I met another writer the other evening.
He was a generally affable chap, if somewhat over-fond of the sound of his own voice. Fair enough though, I’m sure most of us are prone to waxing lyrical about our literary endeavours after a glass or two of falling-down juice.
For around half an hour, we had a pleasant (if rather one-sided) and wide-ranging conversation in which we most eruditely expounded upon the great literary topics of our enlightened age.
The obligatory and ubiquitous themes of: “Whither traditional publishing in the age of the ‘indie’ self-publisher?”, “Is a professional editor a necessity?” and “Don’t get me started on Fifty Shades of Mummy-Porn Tosh” were debated, discussed and deliberated.
Then it got weird.
No, that doesn’t quite do it justice.
Then it got WEIRD.
That’s better. Add your own wavery elongated vowels in the middle and it’ll be even closer to the mark.
I chanced to ask the chap’s opinion on eReaders versus lovely papery ink-smelling books with pictures on the front. As usual, I prefaced the question with the fact that, until someone creates an eReader that smells like a book, I’m sticking with books. Nothing against eReaders, you understand, just a personal preference.
In the space of a nano-second, the affable would-be author standing before me transmogrified into a wild-eyed, slavering beast, his unruly hair billowing manically like the unfurled sails of a galleon in a typhoon. He stared at me in horror, as if I had somehow metamorphosed, Gregor Samsa-like, into a 6-foot beetle with the sole intention of devouring his children.

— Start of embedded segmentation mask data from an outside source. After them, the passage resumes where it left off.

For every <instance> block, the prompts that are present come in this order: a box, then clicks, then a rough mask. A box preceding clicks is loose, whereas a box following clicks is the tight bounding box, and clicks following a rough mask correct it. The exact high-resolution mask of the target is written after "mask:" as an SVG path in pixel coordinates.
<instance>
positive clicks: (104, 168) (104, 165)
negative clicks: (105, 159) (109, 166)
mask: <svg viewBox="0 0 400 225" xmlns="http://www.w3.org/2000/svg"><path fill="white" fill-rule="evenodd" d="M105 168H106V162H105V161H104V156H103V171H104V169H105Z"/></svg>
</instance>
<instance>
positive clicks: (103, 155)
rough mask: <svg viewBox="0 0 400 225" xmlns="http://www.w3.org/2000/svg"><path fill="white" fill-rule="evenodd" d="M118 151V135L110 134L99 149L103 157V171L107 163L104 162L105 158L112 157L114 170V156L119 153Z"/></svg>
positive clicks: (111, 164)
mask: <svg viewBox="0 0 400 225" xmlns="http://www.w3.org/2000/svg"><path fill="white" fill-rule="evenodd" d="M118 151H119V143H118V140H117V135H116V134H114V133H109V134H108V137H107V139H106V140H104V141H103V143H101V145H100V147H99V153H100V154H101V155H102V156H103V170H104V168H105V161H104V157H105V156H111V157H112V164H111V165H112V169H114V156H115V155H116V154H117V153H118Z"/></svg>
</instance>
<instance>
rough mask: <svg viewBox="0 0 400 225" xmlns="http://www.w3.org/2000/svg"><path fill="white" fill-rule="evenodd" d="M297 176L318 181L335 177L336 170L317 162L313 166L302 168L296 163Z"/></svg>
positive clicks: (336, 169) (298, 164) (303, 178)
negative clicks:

“You cannot,” he bellowed, saliva whirling globbily across the room with the force of his insanity, “be a writer today unless you read on an eReader!!”
I understood the individual words, the syntax and the grammar, but combined in that particular order, they made as much sense as if he had claimed: “You cannot ride a zebra unless you have a goldfish bowl.”
Mopping myself down with a handkerchief, I attempted to clarify matters. Did he, perhaps mean that it is imperative that one releases an eBook version? That I would agree with. Could it be that he was alluding to the necessity of understanding how to technically format a novel for the medium? Again, total agreement on my part.
But no, dear readers, far from it. Once more he raved, equally forcefully and with added twitching.
“You cannot be a writer if you do not read on an eReader!!” His hands furled into fists of rage and a vein in his forehead began to throb in a most alarming manner.
At this point I remembered an entirely fictitious train I was about to miss, made my excuses and left, using the same trying-not-to-run motion employed by anyone walking down a dark alley in the early hours telling themselves that werewolves don’t actually exist.
Is it just me?
As far as I’m concerned, it’s the words that matter. The medium of delivery is secondary, surely? Write them on paper, project them on the wall, scratch them in sand or train starlings to arrange themselves in formation across an azure sky.
The words we use and the world, the emotions, the truths they conjure up in a reader’s imagination is the first, the only, the be-all-and-end-all to a writer’s purpose. To subjugate that to the vehicle used to impart the words is, I would contend, a heinous triumph of form over content.
I would love to know your views. Does he have a point? Am I simply a Luddite? Am I missing something?